L’idea che la nomina di Mara Carfagna e Giovanni Toti a coordinatori di Forza Italia sia per il Cavaliere la mossa della disperazione è assai diffusa. Soprattutto in quegli ambienti – giornaloni compresi – in cui fino a qualche giorno fa si dava per certa la nascita della terza gamba del centrodestra: il partito del presidente della Liguria, accreditandolo persino di un buon 7% dei consensi.



Tutto evaporato in un istante ed unità del partito salva. Altro che disperazione!

Ma da buon imprenditore (anche politico), dietro la mossa di Silvio Berlusconi sembra nascondersi più di un piano “B”: “uscite di sicurezza” per un partito in crisi di “ruolo” sia nel centrodestra, in cui ormai sembra essere relegato al terzo posto (talvolta da incomodo), sia nell’intero panorama politico nazionale, dove da anni il Cavaliere non riesce più a dettare l’agenda politica.



Ma allora perché la scelta è ricaduta proprio su Toti e Carfagna? Su due coordinatori politicamente tanto distanti e con visioni sul futuro del partito così diverse?

Semplicemente perché servono a due finalità distinte: l’uno interna, l’altra esterna. Ed insieme allo scopo primario – e già incassato dall’ex premier – di sopire ogni fibrillazione e mantenere unito il partito.

I ruoli sembrano chiari: Toti, il filo-leghista azzurro, nei piani di Arcore è deputato a curare il Nord, a riprendersi i molti fuggiaschi verso il Carroccio e divenire l’interlocutore di quell’Italia produttiva delusa dal Governo e dalla Lega.
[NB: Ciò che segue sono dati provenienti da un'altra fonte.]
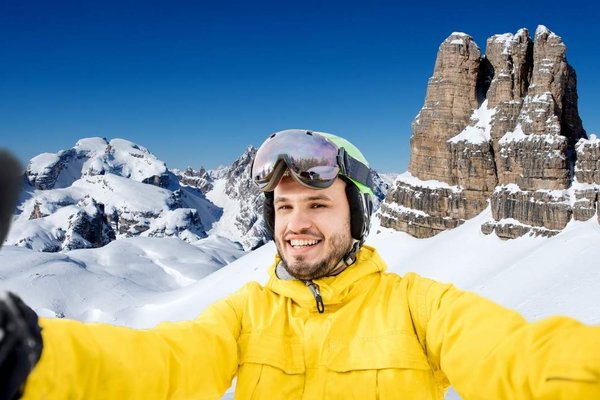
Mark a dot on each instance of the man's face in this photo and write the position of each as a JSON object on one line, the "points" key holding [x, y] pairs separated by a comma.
{"points": [[312, 227]]}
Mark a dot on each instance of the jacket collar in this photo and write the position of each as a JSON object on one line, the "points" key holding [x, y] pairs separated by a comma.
{"points": [[334, 289]]}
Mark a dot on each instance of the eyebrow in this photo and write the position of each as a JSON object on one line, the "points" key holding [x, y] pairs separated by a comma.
{"points": [[316, 197]]}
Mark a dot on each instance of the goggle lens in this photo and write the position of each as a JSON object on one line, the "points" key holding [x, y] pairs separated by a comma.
{"points": [[310, 158]]}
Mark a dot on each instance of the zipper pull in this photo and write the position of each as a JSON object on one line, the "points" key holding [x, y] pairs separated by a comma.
{"points": [[314, 289]]}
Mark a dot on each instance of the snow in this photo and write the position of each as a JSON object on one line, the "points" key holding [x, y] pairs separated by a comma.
{"points": [[140, 282], [478, 131], [225, 226]]}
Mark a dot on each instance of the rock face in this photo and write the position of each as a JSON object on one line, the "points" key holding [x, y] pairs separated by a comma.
{"points": [[502, 129]]}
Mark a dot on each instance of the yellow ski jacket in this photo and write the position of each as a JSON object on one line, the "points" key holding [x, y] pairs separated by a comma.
{"points": [[381, 336]]}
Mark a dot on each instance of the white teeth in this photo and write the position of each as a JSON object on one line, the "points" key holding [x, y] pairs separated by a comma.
{"points": [[303, 243]]}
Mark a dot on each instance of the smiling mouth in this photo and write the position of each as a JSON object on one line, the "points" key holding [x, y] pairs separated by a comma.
{"points": [[298, 244]]}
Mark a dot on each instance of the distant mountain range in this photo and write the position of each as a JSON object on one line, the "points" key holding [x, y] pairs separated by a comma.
{"points": [[102, 190]]}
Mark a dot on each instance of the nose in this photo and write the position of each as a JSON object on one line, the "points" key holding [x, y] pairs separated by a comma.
{"points": [[298, 221]]}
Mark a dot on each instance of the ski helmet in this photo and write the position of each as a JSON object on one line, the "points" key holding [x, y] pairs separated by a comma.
{"points": [[316, 159]]}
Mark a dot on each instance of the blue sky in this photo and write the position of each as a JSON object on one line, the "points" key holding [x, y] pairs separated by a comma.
{"points": [[196, 82]]}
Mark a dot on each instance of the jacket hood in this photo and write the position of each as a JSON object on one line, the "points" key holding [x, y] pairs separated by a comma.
{"points": [[334, 289]]}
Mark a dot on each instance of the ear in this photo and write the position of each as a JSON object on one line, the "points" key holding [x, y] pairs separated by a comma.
{"points": [[357, 213], [269, 213]]}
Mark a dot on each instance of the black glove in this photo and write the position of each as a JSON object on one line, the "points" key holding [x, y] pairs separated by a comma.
{"points": [[20, 344]]}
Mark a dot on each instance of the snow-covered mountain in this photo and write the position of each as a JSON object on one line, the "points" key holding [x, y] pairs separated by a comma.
{"points": [[101, 190], [159, 268], [232, 189]]}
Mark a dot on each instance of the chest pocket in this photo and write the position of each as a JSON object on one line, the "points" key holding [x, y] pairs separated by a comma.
{"points": [[271, 367], [391, 366]]}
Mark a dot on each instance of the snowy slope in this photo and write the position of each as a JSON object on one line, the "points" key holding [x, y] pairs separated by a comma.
{"points": [[140, 282]]}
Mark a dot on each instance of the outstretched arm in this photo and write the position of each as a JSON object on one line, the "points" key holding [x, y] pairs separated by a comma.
{"points": [[195, 359], [487, 351]]}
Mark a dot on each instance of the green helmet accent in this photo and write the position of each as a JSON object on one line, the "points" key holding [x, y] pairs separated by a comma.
{"points": [[353, 151]]}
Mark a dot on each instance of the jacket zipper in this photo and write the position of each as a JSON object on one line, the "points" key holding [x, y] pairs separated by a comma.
{"points": [[314, 289]]}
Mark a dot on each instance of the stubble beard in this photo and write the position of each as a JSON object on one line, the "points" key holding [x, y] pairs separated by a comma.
{"points": [[338, 245]]}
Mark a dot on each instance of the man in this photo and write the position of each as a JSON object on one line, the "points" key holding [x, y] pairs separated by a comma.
{"points": [[330, 323]]}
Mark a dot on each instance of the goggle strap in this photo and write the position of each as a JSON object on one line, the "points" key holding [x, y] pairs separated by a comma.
{"points": [[352, 168]]}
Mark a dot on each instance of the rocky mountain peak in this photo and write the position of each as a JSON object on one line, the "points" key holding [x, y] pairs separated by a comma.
{"points": [[500, 128]]}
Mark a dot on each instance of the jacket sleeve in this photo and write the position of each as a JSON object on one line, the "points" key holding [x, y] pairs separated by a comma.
{"points": [[489, 352], [184, 360]]}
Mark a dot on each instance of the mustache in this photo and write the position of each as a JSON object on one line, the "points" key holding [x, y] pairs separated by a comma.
{"points": [[306, 231]]}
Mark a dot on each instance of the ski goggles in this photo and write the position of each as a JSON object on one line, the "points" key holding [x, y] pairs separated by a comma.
{"points": [[312, 159]]}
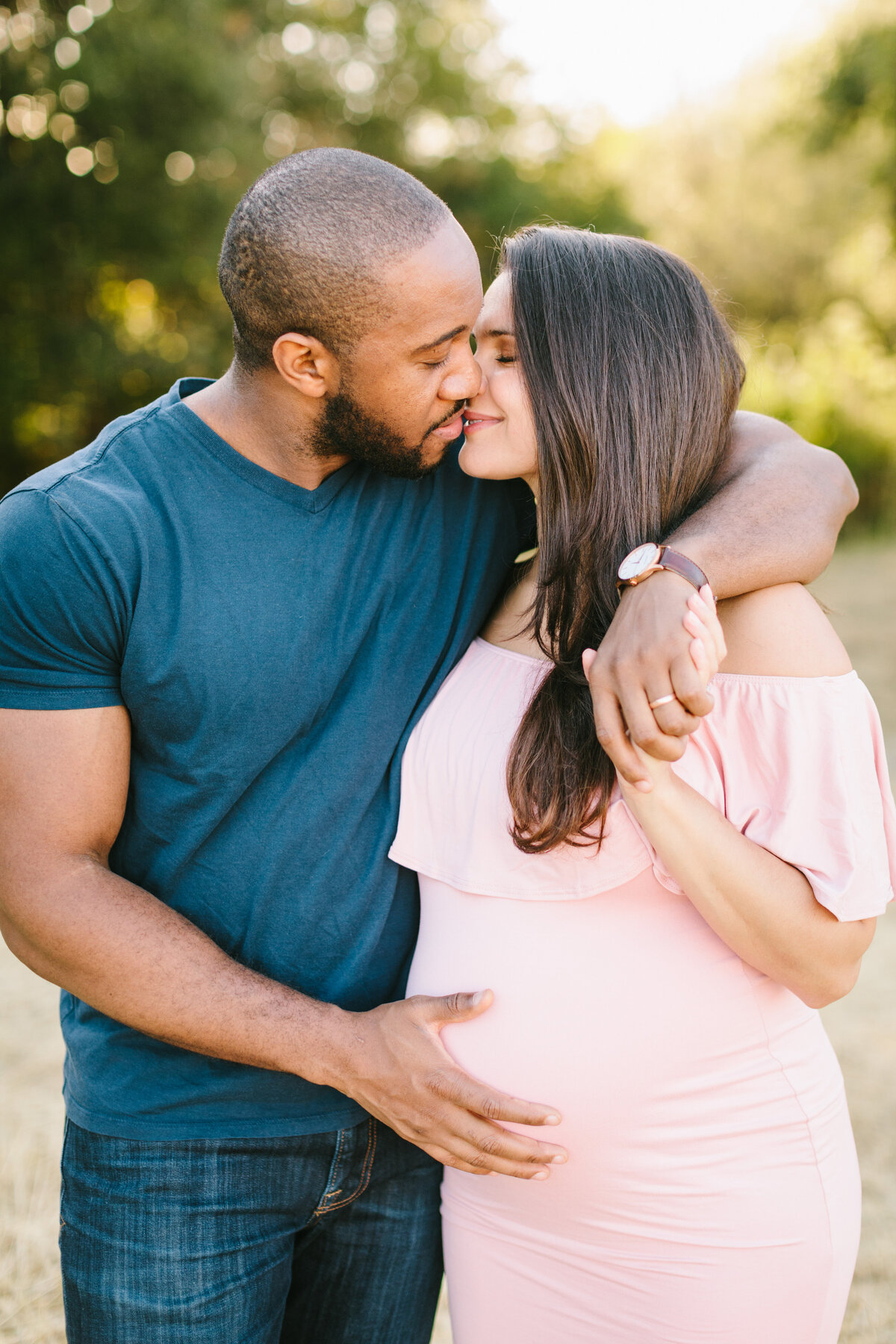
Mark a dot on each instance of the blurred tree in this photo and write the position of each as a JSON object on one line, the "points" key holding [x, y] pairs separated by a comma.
{"points": [[783, 195], [131, 132]]}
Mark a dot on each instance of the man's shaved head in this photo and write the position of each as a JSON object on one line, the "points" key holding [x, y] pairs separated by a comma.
{"points": [[305, 245]]}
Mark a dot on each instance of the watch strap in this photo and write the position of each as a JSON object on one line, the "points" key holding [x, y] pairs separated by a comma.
{"points": [[680, 564]]}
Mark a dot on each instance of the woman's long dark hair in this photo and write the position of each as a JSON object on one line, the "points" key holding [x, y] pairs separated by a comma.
{"points": [[633, 378]]}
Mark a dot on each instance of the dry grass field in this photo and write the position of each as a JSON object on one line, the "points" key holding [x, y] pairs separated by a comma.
{"points": [[860, 591]]}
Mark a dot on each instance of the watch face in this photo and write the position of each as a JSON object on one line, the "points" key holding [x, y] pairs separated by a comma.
{"points": [[638, 561]]}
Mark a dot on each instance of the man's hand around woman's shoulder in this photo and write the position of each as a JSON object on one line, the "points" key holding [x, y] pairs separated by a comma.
{"points": [[664, 640]]}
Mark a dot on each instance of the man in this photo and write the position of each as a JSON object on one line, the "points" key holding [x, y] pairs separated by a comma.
{"points": [[220, 623]]}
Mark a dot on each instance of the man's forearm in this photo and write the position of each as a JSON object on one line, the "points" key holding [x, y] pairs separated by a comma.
{"points": [[132, 957], [775, 515]]}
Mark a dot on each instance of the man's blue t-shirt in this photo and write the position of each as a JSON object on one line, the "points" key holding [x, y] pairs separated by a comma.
{"points": [[273, 647]]}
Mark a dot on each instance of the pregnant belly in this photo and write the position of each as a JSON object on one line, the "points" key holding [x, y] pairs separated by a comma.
{"points": [[625, 1011]]}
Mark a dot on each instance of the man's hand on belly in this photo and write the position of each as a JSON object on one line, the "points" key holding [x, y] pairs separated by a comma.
{"points": [[393, 1062]]}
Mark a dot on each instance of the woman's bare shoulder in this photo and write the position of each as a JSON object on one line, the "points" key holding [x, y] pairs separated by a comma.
{"points": [[781, 632]]}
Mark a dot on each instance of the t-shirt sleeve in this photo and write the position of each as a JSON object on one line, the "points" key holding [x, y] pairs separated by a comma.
{"points": [[62, 611]]}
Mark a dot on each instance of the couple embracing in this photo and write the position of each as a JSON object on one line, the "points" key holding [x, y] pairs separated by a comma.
{"points": [[395, 808]]}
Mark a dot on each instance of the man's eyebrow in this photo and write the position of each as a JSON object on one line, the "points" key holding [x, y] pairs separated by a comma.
{"points": [[440, 340]]}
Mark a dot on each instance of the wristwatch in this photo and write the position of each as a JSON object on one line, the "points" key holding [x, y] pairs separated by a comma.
{"points": [[650, 558]]}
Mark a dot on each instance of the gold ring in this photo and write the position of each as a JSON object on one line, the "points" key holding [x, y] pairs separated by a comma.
{"points": [[664, 699]]}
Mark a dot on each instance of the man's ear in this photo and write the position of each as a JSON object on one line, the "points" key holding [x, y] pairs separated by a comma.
{"points": [[307, 364]]}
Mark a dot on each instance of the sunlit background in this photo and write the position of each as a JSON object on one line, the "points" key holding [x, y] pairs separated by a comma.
{"points": [[758, 140]]}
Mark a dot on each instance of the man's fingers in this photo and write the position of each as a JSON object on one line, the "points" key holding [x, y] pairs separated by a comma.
{"points": [[688, 685], [645, 730], [458, 1088], [472, 1162], [673, 718], [460, 1007]]}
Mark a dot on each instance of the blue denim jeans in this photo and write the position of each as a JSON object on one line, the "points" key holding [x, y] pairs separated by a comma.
{"points": [[323, 1239]]}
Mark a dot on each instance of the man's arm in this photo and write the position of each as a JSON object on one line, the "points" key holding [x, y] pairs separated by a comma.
{"points": [[63, 783], [774, 517]]}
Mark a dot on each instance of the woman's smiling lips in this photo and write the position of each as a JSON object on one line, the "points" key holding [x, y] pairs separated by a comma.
{"points": [[473, 421]]}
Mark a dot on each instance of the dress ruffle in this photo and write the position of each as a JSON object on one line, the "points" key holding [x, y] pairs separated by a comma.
{"points": [[797, 764]]}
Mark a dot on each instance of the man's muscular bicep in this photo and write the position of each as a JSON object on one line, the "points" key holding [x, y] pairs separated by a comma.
{"points": [[63, 785]]}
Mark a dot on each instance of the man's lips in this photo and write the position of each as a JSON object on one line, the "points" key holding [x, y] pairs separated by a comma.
{"points": [[452, 429], [473, 423]]}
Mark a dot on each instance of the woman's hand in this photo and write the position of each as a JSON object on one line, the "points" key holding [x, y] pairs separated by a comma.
{"points": [[707, 652], [709, 644]]}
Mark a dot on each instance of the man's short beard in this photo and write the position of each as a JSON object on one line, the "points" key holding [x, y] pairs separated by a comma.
{"points": [[346, 429]]}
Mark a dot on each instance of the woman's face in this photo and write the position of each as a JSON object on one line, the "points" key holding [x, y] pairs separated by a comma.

Insomma, ad indossare, in tutto e per tutto, gli abiti dell’anti-Salvini.



Il Sud, invece, sarà curato da Mara Carfagna, non contro ma bensì a sostegno delle posizioni di Gianfranco Miccichè che dalla Sicilia ha proposto – con successo – un progetto politico di dialogo e buona collaborazione tra i moderati. Ovvero tra Forza Italia, i centristi storici ed i riformisti del Pd: i cosiddetti renziani, tanto per non fare i nomi.

Quindi Toti e Carfagna, grazie anche alla forte credibilità dimostrata sul campo, più che due coordinatori dovranno essere due conquistatori: l’ariete da sfondamento lui, la tessitrice “bianca” lei.

Una strategia finalizzata a riconquistare più potere all’interno della coalizione senza, peraltro, compromettere la possibilità – sopratutto a livello locale e regionale – di procedere ad accordi con frange del Pd sul modello Gela.

Ma se il progetto politico unitario del Cavaliere dovesse rivelarsi troppo ambizioso e non produrre i risultati sperati, il fatto di aver costituito all’interno di Forza Italia due “nuclei aggregatori” distinti politicamente, diversi funzionalmente e separati geograficamente potrebbe consentire a Berlusconi una terza carta. Quella della scissione concordata di Forza Italia in due partiti con la possibilità di giocare (e forse essere persino determinante) su più tavoli.

Se c’era una soluzione per un partito in picchiata di consensi, senza ruolo né proposta politica come Forza Italia, questa sembra essere stata colta. Il tempo saprà giudicare, ma guai a sottovalutare il Cav.

In fondo in Italia per contare davvero non è mai servita la maggioranza, ma bensì una discreta minoranza (Craxi, Fini, Salvini docent).